Chief Security Officer, CGI
After over 36 years in the U.S. government, including the military, serving in a variety of senior-level intelligence and security roles, Stanley Sims was considering retirement. That is until George Schindler, president and CEO of CGI, approached him with a new mission — to help accelerate CGI’s ambitious growth strategy by transforming its enterprise security operations.
Sims accepted that mission. Over the last six years, his team worked to centralize and align CGI’s security program across operations in North America, Europe and Asia Pacific.

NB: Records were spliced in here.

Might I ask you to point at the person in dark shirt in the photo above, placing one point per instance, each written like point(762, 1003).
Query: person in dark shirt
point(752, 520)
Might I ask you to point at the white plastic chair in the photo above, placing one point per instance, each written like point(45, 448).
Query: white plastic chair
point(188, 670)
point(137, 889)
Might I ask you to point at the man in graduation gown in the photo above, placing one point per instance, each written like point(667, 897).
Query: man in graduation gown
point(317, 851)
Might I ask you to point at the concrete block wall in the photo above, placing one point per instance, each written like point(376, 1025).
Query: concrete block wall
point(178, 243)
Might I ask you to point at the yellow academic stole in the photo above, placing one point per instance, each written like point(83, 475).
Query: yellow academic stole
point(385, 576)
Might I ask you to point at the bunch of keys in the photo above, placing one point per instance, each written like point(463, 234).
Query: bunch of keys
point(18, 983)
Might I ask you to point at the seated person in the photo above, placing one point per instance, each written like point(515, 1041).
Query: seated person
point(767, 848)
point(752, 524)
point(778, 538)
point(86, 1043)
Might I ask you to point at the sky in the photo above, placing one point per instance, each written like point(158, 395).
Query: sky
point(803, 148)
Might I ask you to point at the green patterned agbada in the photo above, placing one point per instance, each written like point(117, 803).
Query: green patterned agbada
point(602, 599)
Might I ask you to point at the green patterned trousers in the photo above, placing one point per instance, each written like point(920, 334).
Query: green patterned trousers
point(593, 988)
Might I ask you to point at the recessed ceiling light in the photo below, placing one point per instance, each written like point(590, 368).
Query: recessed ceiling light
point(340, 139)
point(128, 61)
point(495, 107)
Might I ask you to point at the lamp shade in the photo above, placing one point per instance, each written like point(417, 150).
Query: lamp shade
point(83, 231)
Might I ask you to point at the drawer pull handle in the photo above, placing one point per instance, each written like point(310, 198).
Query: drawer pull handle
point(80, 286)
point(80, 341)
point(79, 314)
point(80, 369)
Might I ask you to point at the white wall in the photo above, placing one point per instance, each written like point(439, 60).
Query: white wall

The team transitioned security operations from a federated model to a global and centralized one with common platforms and services. It also automated and virtualized this global approach, including connecting experts around the world to create 24/7 “follow the sun” delivery capabilities to monitor and combat cyber threats.

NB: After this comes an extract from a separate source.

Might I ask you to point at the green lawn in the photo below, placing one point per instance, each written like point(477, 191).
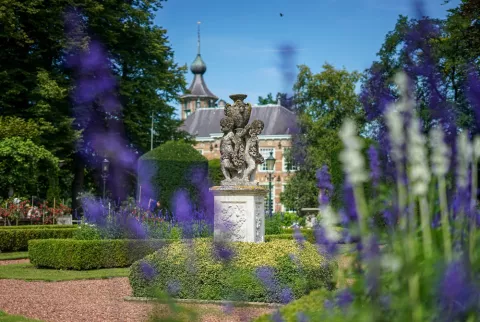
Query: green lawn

With this model in place, Sims said CGI’s security operations can easier be scaled while adhering to the highest levels of security standards across all the countries in which the company does business.
“Not only is Stan a sought-after coach and mentor by employees within CGI, he has become one of our most in-demand security experts by our clients given his depth of experience and service in the U.S. Army, the Department of Defense, and now at CGI,” Schindler said. “On behalf of the executive team at CGI, we are proud to call him a colleague, friend and role model not only for what he does, but for the integrity and passion he brings to our company and clients.”

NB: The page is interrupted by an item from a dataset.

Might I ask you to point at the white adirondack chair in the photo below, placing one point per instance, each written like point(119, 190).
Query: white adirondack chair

In 2022, Sims and his team focus on continuing to optimize CGI’s global security operations through increased digitization and automation. As technologies and cyber threats continue to evolve and become more complex, digital and automation tools enable CGI to keep pace.
Just as the organization advises its clients to make ongoing investments in mitigating security risks and driving operational efficiencies, CGI does the same as a company.
“Security should be baked in, not bolted on,” Sims said. “It should never be an afterthought. Rather, it needs to be embedded, from the start, into everything. With this mindset, you can endeavor to stay on top of security threats versus trying to play catch-up as they continuously evolve.”